Büchel. Im Rahmen der 20 wöchigen Aktionspräsenz der Kampagne „Büchel ist überall – Atomwaffenfrei.jetzt“ werden vom 27. bis 30. Juli 2019 Mitglieder der Religiösen Gesellschaft der Freunde (Quäker) ihren Protest gegen die im Fliegerhorst Büchel gelagerten Atomwaffen deutlich zum Ausdruck bringen. In Cochem und an den Zufahrtsstraßen zum Atomwaffenlager wollen sie sich mit aufklärenden Informationen, einer Mahnwache und gewaltfreien Blockaden für die Abschaffung und die Vernichtung dieser lebensbedrohenden Waffen einsetzen. Die Teilnehmenden kommen aus ganz Deutschland, England und den USA.
Getragen fühlt sich die Gruppe durch eine Erklärung der Deutschen Jahresversammlung der Freunde (Quäker) von 2017.

„Erneut erheben wir, die heute in Pyrmont versammelten Mitglieder der Religiösen Gesellschaft der Freunde (Quäker), die Stimme gegen die anhaltende Lagerung, die Bereitstellung und die geplante Erhöhung der Einsatzbereitschaft von Atomwaffen auf deutschem Boden.

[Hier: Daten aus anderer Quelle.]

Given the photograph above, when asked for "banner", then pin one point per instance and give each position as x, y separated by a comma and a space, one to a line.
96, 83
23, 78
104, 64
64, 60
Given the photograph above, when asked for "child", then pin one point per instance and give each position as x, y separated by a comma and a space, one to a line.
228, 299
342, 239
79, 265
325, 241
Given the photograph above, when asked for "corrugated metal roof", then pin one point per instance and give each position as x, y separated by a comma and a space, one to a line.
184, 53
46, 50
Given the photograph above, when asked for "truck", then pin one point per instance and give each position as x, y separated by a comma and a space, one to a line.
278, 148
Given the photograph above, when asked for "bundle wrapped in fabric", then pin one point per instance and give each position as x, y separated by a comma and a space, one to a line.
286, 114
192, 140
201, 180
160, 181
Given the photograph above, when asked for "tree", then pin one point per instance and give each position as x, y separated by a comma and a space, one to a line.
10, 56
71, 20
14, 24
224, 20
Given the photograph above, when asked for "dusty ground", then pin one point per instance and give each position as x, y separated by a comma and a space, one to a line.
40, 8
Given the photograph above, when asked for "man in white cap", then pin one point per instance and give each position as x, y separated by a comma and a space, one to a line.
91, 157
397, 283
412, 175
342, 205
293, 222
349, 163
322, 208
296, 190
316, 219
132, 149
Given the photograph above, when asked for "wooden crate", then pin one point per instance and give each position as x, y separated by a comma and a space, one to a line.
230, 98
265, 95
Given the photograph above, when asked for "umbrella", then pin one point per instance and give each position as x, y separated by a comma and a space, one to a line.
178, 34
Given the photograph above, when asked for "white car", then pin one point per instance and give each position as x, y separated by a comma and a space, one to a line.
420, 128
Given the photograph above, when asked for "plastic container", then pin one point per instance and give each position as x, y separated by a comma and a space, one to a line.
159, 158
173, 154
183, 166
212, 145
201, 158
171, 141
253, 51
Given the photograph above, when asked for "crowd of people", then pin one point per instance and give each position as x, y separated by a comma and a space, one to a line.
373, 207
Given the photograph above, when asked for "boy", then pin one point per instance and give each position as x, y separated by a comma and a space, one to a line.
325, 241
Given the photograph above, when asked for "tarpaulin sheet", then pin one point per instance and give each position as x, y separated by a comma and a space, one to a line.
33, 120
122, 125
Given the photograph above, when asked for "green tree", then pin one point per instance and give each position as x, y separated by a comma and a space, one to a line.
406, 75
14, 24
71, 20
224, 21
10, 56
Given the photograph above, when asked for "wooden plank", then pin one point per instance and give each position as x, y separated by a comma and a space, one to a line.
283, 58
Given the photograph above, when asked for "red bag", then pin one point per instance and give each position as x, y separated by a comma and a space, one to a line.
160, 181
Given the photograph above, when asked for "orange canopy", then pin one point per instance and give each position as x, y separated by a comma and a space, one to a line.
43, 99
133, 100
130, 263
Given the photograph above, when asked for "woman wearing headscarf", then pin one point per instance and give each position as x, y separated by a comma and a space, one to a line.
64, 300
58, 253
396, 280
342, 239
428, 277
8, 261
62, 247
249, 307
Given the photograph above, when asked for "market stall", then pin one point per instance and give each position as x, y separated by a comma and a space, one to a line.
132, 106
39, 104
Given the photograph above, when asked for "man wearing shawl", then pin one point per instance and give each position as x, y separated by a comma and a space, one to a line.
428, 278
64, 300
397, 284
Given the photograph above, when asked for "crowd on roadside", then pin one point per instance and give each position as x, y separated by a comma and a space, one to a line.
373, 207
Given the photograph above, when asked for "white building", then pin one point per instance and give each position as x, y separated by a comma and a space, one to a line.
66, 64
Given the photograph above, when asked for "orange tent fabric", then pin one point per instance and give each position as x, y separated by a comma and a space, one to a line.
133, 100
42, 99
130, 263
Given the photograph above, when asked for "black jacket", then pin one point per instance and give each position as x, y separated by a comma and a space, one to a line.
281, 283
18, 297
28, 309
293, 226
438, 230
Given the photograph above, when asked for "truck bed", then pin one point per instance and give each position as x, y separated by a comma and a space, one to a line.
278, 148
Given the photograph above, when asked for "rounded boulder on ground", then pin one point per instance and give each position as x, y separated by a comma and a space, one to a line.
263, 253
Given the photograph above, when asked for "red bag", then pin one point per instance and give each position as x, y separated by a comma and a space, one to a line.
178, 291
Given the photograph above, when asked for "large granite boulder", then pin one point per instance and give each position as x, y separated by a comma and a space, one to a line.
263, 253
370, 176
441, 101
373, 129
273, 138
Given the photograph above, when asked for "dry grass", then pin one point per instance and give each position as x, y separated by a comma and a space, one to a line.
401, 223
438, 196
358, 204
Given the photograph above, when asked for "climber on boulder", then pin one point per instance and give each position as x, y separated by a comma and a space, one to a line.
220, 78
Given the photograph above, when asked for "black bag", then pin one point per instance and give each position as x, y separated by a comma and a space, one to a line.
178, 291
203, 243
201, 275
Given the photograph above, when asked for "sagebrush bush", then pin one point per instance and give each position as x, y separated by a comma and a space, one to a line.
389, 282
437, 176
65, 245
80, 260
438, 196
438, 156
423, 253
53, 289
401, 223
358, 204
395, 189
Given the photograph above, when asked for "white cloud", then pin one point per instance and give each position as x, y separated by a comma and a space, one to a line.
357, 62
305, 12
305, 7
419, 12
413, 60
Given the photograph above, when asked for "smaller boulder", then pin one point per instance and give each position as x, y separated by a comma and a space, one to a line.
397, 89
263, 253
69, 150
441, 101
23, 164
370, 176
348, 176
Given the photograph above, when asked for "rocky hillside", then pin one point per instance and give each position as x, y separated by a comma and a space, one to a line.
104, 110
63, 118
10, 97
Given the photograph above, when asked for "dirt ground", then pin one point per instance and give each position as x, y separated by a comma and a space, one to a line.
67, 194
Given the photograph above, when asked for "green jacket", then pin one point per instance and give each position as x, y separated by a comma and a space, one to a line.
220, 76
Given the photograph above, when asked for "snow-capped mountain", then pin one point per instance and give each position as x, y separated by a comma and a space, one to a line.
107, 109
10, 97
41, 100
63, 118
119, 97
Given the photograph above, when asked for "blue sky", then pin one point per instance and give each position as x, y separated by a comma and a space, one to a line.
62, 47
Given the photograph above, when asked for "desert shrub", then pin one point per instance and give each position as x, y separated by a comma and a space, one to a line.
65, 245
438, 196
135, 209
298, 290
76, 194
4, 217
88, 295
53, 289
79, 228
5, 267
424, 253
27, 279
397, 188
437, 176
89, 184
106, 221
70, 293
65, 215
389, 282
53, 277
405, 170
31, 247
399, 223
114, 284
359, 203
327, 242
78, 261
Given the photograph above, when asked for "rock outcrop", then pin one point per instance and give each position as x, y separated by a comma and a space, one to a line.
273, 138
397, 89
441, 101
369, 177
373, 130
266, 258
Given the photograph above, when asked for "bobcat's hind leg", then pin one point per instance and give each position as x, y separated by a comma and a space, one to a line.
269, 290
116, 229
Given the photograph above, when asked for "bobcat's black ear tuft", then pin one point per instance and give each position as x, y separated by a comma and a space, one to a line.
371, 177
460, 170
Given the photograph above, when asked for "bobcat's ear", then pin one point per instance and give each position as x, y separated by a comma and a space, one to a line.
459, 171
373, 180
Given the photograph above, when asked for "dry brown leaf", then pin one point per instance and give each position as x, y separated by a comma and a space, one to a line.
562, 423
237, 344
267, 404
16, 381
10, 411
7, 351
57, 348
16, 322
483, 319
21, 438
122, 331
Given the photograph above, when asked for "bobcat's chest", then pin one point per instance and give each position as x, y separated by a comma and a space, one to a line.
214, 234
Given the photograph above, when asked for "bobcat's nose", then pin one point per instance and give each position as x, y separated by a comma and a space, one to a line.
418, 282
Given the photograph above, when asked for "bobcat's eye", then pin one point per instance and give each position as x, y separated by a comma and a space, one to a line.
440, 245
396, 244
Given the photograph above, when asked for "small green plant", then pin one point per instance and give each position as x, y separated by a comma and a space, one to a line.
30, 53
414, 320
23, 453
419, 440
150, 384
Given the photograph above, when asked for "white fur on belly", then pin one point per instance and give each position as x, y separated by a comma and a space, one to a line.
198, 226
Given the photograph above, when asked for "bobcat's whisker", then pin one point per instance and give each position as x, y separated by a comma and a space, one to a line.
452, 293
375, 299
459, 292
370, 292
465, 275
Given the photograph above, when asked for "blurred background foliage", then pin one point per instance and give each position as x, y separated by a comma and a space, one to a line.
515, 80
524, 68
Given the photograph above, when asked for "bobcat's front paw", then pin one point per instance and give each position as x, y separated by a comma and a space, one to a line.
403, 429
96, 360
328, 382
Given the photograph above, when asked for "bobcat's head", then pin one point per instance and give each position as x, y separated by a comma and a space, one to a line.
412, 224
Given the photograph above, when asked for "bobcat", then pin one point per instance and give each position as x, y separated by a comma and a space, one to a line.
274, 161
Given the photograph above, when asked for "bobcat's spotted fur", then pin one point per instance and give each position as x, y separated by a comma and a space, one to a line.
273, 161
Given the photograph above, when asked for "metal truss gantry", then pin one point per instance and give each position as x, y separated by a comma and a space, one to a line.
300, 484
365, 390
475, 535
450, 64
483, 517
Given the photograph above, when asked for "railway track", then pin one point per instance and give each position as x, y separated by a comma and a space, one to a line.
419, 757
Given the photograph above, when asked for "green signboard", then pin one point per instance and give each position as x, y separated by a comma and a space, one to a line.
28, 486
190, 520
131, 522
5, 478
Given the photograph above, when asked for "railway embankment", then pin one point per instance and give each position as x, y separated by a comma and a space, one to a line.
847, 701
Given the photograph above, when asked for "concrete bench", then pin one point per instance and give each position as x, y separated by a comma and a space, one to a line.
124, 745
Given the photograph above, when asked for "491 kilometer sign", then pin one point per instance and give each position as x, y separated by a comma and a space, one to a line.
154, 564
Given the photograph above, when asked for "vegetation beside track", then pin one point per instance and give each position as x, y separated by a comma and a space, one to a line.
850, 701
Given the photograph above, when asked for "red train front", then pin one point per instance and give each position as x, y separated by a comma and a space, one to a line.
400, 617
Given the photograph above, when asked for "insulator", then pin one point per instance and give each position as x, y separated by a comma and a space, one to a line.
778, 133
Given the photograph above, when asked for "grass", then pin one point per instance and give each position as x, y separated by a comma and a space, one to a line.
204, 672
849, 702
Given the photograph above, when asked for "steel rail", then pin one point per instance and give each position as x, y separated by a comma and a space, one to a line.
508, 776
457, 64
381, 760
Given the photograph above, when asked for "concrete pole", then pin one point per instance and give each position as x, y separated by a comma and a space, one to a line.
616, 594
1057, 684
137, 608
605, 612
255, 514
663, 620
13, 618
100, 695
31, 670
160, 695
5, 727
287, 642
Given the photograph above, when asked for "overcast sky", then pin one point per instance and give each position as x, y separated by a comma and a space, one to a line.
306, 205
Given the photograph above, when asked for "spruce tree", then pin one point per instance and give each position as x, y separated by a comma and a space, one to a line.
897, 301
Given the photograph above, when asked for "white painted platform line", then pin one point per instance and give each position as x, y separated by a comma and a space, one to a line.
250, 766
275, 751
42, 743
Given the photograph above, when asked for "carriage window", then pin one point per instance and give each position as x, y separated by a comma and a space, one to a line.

Wir wollen unter keinen Umständen durch Atomwaffen „geschützt“ werden. Ebenso wenig wollen wir zulassen, dass irgendwo andere Menschen einen Atomwaffenangriff erleiden müssen.
Quäker haben 1960 die deutschen Ostermärsche gegen Atomwaffen in Ost und West unter dem Wort begonnen „Wir müssen ein Zeichen setzen.“ Unter demselben Motto: „Wir müssen ein Zeichen setzen“ hat der deutsche Bundestag 2010 – fünfzig Jahre später – mit überwältigender Mehrheit die Abschaffung von Atomwaffen und ihren Abzug aus Deutschland beschlossen. Aber bisher hat keine Bundesregierung diesem Beschluss entsprechend gehandelt.
Die unermessliche Bedrohung besteht weiterhin und wächst sogar, wie gegenwärtig der schwelende Atomwaffen-Konflikt zwischen Nordkorea und den USA mit seinen wechselseitigen Drohungen belegt.

Deshalb fühlen wir uns eins mit denjenigen von uns und all den anderen, die es aus religiösen oder Gewissens-Gründen für dringlich halten, sich am deutschen Atomwaffen-Standort Büchel und anderen militärischen Zentren entschieden und gewaltfrei zu widersetzen, u.U. auch mit zivilem Ungehorsam. Wir begleiten sie mit Zustimmung bei ihren Aktivitäten.“

Diese Aktion der Quäkergruppe reiht sich ein in eine weltweit immer größer werdende Anzahl von Protestaktionen gegen die geplante Modernisierung der US-Atomwaffen, gegen das Ende der INF Verträge sowie grundsätzlich gegen die Existenz von Atomwaffen/bomben, egal ob in amerikanisch-deutscher Hand oder unter dem Befehl jeglicher Staaten.

An dem Protest nehmen Menschen unterschiedlichen Alters teil und vertreten so das Friedenszeugnis der Quäker, das über 350 Jahre den Einsatz für das Leben bestimmt in der Gewissheit, dass Frieden auf Erden zu keiner Zeit durch Waffen und absolut nie durch Massenvernichtungswaffen erreicht werden kann. Sie bekunden damit auch, dass schon die Drohung eines atomaren Erstschlags im Falle einer angenommenen Bedrohungslage ein Verbrechen ist, wie auch das Urteil des Internationalen Gerichtshofes vom 8.7.1996 bestätigt.

Wir rufen alle Menschen auf, sich gewaltfrei für die Ächtung aller atomaren Waffen einzusetzen und sich uns anzuschließen!